Apigenin, a plant
flavone, potentially activates wild-type p53 and induces apoptosis in
cancer cells. We conducted detailed studies to understand its mechanism of action. Exposure of human
prostate cancer 22Rv1 cells, harboring wild-type p53, to growth-suppressive concentrations (10-80 microM) of
apigenin resulted in the stabilization of p53 by phosphorylation on critical
serine sites, p14ARF-mediated downregulation of
MDM2 protein, inhibition of
NF-kappaB/p65 transcriptional activity, and induction of p21/WAF-1 in a dose- and time-dependent manner.

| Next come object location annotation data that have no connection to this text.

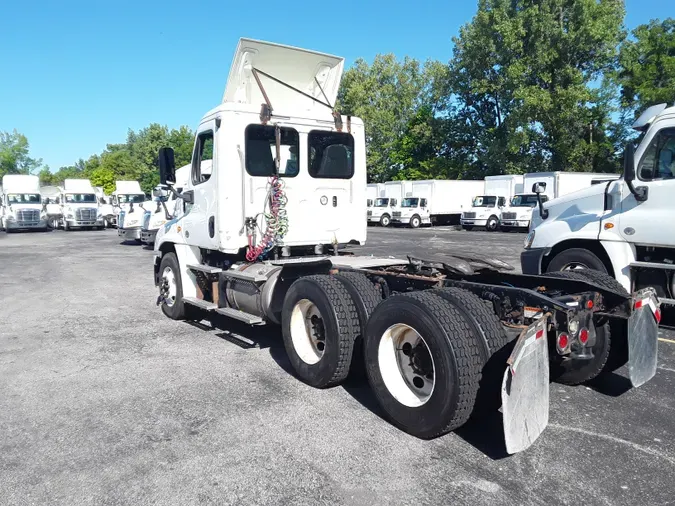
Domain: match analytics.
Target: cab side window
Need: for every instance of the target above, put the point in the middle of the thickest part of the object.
(658, 161)
(202, 163)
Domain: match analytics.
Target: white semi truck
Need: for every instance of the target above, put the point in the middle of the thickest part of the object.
(518, 213)
(388, 201)
(80, 208)
(262, 242)
(130, 200)
(21, 206)
(486, 209)
(166, 206)
(436, 202)
(624, 227)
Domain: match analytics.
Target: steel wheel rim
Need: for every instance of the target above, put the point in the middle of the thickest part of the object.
(406, 365)
(169, 281)
(308, 331)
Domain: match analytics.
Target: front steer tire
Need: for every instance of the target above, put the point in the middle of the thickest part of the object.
(453, 348)
(319, 349)
(611, 346)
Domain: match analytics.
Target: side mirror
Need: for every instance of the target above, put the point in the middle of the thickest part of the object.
(167, 166)
(538, 188)
(641, 193)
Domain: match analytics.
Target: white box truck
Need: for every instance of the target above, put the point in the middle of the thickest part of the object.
(624, 227)
(21, 206)
(80, 207)
(130, 200)
(518, 213)
(486, 209)
(261, 244)
(387, 202)
(166, 206)
(436, 202)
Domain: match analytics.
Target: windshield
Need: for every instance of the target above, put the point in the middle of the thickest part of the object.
(524, 201)
(23, 198)
(137, 198)
(81, 198)
(484, 201)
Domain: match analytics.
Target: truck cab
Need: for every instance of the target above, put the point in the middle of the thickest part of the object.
(623, 227)
(21, 205)
(80, 207)
(131, 204)
(485, 212)
(413, 211)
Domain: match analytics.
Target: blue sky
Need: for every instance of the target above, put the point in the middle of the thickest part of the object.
(77, 75)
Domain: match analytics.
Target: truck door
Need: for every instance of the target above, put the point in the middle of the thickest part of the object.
(199, 223)
(651, 222)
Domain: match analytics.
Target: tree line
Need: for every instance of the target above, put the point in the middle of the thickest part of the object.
(532, 85)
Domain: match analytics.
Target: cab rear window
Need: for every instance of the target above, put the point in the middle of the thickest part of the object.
(331, 155)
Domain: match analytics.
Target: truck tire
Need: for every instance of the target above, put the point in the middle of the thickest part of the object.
(492, 224)
(366, 296)
(424, 362)
(495, 344)
(611, 344)
(575, 259)
(170, 282)
(319, 324)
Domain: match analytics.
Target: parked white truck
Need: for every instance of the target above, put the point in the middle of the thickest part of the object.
(260, 242)
(165, 207)
(80, 207)
(624, 227)
(486, 209)
(389, 199)
(518, 213)
(21, 206)
(130, 200)
(436, 202)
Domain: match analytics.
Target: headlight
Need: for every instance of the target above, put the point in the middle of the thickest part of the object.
(529, 240)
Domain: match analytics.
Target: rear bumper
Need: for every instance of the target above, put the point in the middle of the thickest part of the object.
(530, 260)
(129, 234)
(148, 236)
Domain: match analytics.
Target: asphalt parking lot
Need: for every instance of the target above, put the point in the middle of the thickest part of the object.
(103, 400)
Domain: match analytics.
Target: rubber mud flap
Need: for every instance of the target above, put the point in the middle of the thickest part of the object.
(525, 388)
(643, 333)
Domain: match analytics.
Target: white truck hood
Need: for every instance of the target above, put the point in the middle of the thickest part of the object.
(304, 70)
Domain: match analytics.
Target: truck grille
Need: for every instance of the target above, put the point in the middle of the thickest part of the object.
(86, 214)
(27, 216)
(146, 220)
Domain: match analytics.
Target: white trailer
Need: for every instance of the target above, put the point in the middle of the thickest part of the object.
(624, 227)
(518, 213)
(486, 209)
(21, 206)
(261, 244)
(436, 202)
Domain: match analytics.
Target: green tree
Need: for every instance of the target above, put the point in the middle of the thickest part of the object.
(647, 65)
(386, 95)
(14, 154)
(524, 76)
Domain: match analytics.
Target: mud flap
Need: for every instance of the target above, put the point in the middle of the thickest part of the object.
(525, 388)
(643, 333)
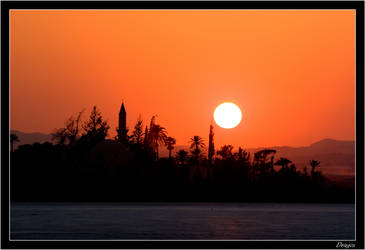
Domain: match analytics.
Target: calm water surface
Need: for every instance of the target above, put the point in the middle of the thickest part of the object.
(171, 221)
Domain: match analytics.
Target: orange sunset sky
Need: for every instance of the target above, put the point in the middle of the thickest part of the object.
(292, 72)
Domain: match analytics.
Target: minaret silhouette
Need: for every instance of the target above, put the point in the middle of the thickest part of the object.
(122, 123)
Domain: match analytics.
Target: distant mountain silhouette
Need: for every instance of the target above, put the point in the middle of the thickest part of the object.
(337, 157)
(30, 138)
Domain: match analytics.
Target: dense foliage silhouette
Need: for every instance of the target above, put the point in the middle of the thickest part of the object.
(85, 166)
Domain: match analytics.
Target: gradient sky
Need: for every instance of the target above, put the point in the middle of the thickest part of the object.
(292, 72)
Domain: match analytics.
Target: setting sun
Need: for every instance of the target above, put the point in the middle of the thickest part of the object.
(227, 115)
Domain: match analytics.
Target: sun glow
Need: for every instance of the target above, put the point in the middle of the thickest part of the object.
(227, 115)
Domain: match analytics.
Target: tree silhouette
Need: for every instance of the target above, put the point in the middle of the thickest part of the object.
(157, 136)
(197, 145)
(170, 142)
(138, 131)
(283, 162)
(260, 158)
(146, 138)
(181, 156)
(211, 144)
(70, 133)
(13, 138)
(225, 152)
(95, 129)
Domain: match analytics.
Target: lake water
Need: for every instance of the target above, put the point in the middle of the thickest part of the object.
(182, 221)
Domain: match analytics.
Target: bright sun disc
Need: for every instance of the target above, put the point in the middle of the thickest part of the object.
(227, 115)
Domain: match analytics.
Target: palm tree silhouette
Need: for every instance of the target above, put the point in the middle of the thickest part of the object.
(260, 159)
(197, 144)
(13, 138)
(181, 156)
(158, 136)
(170, 142)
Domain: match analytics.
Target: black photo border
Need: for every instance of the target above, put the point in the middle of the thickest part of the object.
(6, 243)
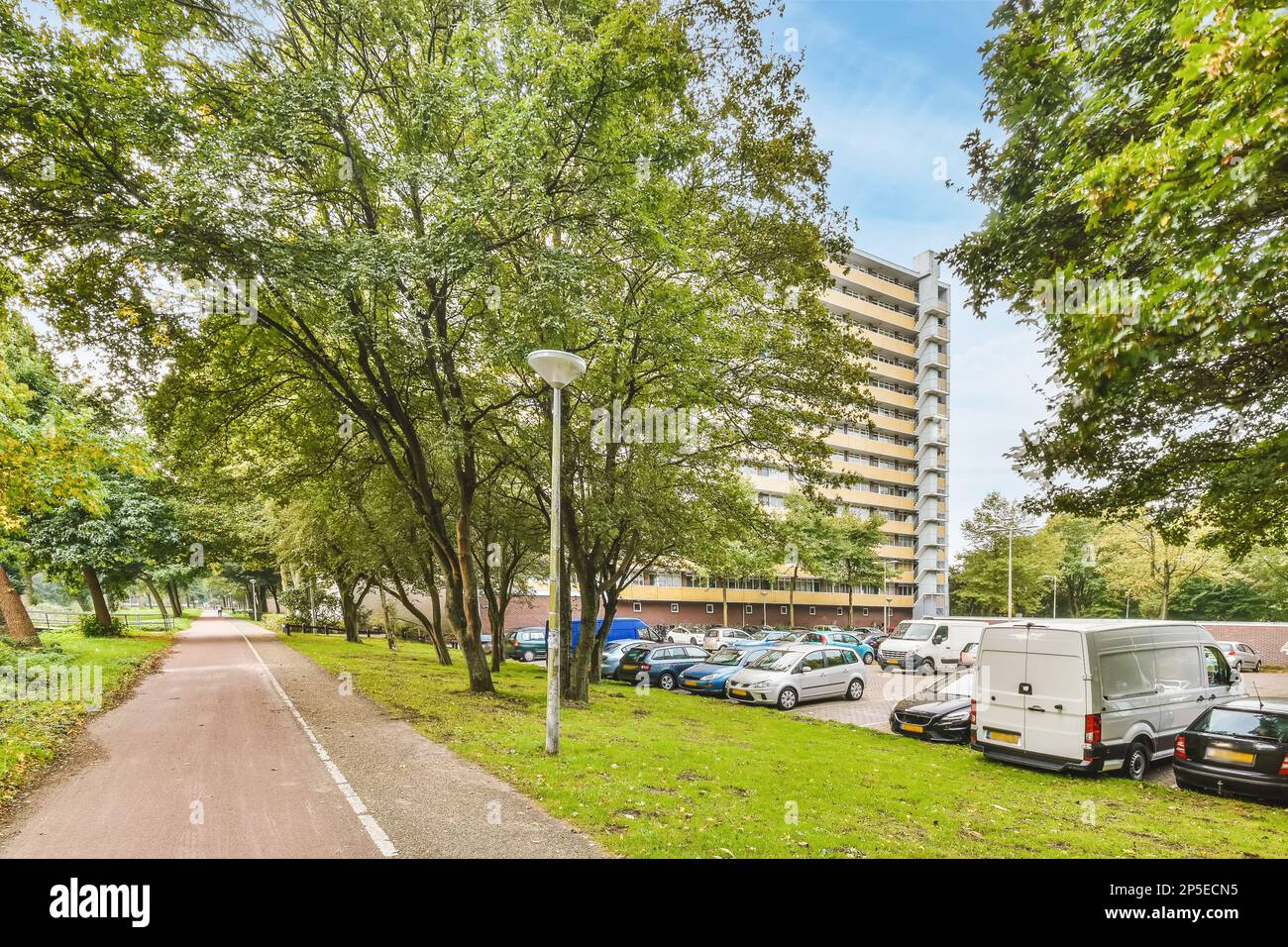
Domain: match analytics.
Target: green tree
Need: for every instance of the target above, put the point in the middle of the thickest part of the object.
(1144, 144)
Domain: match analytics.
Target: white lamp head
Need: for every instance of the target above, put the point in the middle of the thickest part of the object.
(558, 368)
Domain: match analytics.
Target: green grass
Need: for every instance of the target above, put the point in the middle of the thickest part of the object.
(31, 732)
(675, 775)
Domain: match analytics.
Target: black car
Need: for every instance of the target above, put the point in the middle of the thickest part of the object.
(1239, 749)
(939, 712)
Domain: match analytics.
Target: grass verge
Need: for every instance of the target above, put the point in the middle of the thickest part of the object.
(33, 731)
(675, 775)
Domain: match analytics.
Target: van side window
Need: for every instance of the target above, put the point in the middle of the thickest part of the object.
(1127, 674)
(1219, 672)
(1179, 669)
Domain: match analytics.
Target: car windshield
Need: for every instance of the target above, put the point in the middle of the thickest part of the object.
(914, 630)
(1245, 723)
(774, 660)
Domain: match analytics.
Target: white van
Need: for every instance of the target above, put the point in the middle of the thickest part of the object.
(1094, 694)
(928, 644)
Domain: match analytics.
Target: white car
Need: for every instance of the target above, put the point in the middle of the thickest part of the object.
(724, 637)
(786, 677)
(1241, 656)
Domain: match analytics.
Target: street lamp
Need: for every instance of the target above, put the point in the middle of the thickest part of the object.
(1054, 579)
(558, 368)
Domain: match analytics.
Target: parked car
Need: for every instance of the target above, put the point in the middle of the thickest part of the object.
(722, 635)
(1095, 694)
(1239, 749)
(1241, 656)
(927, 646)
(711, 676)
(842, 639)
(630, 629)
(939, 712)
(612, 654)
(527, 643)
(760, 639)
(787, 676)
(661, 664)
(683, 634)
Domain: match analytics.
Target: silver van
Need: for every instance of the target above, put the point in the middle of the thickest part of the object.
(1094, 694)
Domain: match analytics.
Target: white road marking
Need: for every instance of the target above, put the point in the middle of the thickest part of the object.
(360, 808)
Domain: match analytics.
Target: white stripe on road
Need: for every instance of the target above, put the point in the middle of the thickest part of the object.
(369, 821)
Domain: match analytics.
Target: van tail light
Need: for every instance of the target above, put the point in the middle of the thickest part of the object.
(1091, 731)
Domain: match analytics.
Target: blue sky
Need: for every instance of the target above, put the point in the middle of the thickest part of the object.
(894, 86)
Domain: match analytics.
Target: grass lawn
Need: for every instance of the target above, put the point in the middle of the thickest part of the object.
(675, 775)
(31, 732)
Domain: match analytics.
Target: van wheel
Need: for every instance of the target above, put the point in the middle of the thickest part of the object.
(1137, 761)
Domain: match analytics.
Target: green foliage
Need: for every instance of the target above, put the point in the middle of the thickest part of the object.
(1144, 142)
(89, 626)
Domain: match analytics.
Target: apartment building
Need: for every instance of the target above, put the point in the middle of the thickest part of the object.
(902, 459)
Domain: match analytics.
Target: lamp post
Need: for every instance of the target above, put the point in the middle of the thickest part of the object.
(558, 368)
(1054, 579)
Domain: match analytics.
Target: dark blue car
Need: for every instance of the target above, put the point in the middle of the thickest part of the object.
(709, 676)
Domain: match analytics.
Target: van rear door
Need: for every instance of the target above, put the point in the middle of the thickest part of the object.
(1056, 707)
(999, 673)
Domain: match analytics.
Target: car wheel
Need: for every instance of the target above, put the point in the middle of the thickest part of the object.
(1137, 761)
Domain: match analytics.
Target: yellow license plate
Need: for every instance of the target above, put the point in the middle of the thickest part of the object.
(1216, 753)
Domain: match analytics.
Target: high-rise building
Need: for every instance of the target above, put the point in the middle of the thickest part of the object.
(901, 455)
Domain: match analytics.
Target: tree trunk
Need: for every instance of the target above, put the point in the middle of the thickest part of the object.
(156, 595)
(14, 613)
(102, 613)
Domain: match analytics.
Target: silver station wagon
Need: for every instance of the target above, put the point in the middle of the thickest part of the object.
(789, 676)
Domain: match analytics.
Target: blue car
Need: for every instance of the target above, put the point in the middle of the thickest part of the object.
(709, 676)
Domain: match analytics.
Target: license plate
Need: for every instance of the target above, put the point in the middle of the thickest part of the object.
(1216, 753)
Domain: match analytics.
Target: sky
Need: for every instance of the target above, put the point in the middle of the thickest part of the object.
(894, 88)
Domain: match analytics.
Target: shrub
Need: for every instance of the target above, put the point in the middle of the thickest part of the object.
(89, 626)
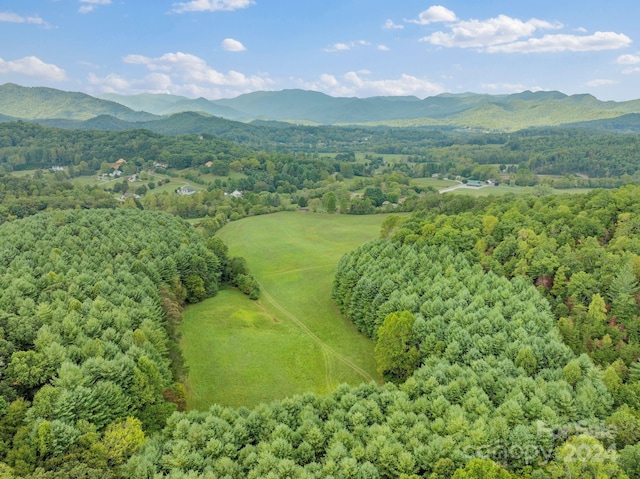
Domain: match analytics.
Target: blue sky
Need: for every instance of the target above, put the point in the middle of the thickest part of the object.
(222, 48)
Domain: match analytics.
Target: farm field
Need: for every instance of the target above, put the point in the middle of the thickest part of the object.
(293, 339)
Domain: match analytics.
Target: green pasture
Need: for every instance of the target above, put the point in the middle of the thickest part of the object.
(435, 182)
(293, 339)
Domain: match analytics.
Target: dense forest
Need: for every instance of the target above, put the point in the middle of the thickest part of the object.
(89, 304)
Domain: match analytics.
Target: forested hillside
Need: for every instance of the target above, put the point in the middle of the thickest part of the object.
(89, 359)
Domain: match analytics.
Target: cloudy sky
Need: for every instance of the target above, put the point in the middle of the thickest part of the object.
(222, 48)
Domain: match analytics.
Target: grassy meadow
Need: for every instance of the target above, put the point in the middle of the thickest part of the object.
(293, 339)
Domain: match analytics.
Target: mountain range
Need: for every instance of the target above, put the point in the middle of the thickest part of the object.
(162, 112)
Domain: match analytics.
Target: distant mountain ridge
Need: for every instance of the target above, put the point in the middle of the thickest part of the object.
(466, 110)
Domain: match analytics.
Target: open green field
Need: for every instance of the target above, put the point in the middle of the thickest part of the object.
(293, 339)
(435, 182)
(490, 190)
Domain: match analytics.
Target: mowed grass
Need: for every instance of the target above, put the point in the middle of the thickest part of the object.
(293, 339)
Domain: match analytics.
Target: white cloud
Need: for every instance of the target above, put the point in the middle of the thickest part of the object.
(508, 87)
(434, 14)
(352, 84)
(10, 17)
(112, 83)
(33, 67)
(210, 5)
(342, 47)
(628, 59)
(186, 74)
(565, 43)
(231, 45)
(601, 82)
(90, 5)
(389, 25)
(485, 33)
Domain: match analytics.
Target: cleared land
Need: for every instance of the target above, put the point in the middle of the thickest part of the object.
(293, 339)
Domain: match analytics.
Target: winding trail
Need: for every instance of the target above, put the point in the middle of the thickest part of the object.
(326, 349)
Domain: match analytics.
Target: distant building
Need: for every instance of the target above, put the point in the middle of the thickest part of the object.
(185, 191)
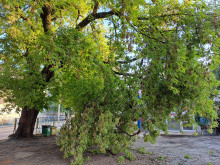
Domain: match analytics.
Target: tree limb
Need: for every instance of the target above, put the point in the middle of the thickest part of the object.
(91, 17)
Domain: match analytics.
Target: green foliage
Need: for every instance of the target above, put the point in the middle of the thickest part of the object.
(211, 152)
(130, 155)
(161, 157)
(121, 159)
(165, 49)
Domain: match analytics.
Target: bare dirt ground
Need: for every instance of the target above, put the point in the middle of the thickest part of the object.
(169, 150)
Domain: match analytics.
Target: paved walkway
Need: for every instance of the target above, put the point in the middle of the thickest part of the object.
(5, 132)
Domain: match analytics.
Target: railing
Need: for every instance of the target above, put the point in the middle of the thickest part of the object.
(49, 120)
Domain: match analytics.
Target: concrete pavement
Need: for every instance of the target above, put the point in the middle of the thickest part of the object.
(5, 132)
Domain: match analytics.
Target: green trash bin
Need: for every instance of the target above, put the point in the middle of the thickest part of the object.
(46, 130)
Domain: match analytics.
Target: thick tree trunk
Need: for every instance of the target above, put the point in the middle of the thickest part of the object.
(26, 123)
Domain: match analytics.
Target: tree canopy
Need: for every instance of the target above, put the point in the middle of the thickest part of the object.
(96, 56)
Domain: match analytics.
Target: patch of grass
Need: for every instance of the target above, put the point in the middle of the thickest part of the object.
(211, 152)
(143, 150)
(187, 156)
(130, 155)
(87, 159)
(162, 157)
(121, 159)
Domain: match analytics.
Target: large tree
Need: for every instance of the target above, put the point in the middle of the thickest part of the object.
(95, 56)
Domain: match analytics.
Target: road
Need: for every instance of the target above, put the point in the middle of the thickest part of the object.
(5, 132)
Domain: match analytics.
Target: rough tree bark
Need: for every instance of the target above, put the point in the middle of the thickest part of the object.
(26, 123)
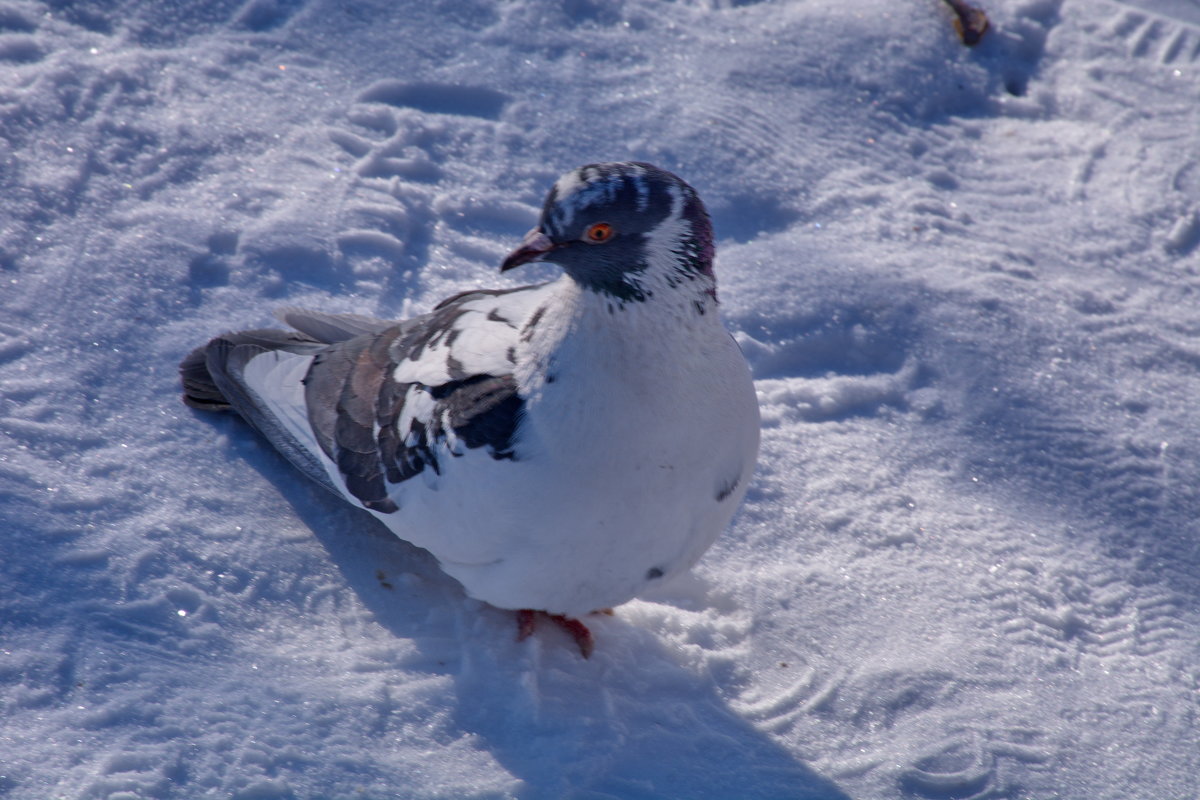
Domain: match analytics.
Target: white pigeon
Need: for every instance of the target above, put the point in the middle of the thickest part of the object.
(558, 447)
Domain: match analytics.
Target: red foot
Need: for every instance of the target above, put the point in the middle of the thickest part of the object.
(527, 620)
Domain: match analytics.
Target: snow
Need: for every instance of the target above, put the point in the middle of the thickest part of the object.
(966, 281)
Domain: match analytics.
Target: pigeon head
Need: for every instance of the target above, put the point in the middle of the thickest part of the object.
(623, 229)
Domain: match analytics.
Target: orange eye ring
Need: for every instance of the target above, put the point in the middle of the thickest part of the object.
(599, 233)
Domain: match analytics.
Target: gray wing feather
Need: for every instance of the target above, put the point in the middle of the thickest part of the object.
(225, 360)
(354, 402)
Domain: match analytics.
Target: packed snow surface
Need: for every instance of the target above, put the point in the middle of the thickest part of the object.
(966, 280)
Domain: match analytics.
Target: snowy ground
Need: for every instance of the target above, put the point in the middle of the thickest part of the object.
(967, 282)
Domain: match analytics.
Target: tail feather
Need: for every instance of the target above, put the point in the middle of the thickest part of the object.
(213, 378)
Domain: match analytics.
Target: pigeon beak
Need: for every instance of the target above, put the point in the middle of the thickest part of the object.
(534, 246)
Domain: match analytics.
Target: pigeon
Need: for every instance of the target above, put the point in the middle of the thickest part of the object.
(559, 447)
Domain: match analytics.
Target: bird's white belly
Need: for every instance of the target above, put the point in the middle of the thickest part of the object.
(603, 500)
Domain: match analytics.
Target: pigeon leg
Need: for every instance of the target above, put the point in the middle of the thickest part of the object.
(527, 620)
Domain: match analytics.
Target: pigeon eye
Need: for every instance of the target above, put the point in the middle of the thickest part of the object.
(599, 233)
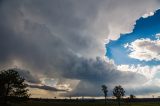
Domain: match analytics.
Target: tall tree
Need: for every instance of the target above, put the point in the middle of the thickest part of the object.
(105, 91)
(118, 92)
(12, 85)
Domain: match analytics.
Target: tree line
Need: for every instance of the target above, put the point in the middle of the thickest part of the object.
(14, 88)
(118, 92)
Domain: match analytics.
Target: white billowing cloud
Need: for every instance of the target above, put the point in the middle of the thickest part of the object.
(158, 35)
(145, 49)
(148, 14)
(61, 39)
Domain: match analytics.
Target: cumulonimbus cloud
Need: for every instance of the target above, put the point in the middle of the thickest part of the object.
(62, 38)
(145, 49)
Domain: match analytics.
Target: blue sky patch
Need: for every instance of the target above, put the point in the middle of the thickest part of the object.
(145, 28)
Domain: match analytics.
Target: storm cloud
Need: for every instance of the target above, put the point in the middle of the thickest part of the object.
(65, 39)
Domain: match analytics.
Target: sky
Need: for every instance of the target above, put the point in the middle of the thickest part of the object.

Apigenin at these doses resulted in ROS generation, which was accompanied by rapid
glutathione depletion, disruption of mitochondrial membrane potential, cytosolic release of
cytochrome c, and apoptosis. Interestingly, we observed accumulation of a p53 fraction to the mitochondria, which was rapid and occurred between 1 and 3 h after
apigenin treatment. All these effects were significantly blocked by pretreatment of cells with the
antioxidant N-acetylcysteine, p53 inhibitor
pifithrin-alpha, and
enzyme catalase.
Apigenin-mediated p53 activation and apoptosis were further attenuated by p53
antisense oligonucleotide treatment. Exposure of cells to
apigenin led to a decrease in the levels of Bcl-XL and Bcl-2 and increase in Bax, triggering
caspase activation. Treatment with the
caspase inhibitors Z-VAD-FMK and
DEVD-CHO partially rescued these cells from
apigenin-induced apoptosis. In vivo,
apigenin administration demonstrated p53-mediated induction of apoptosis in 22Rv1
tumors. These results indicate that
apigenin-induced apoptosis in 22Rv1 cells is initiated by a ROS-dependent disruption of the mitochondrial membrane potential through transcriptional-dependent and -independent p53 pathways.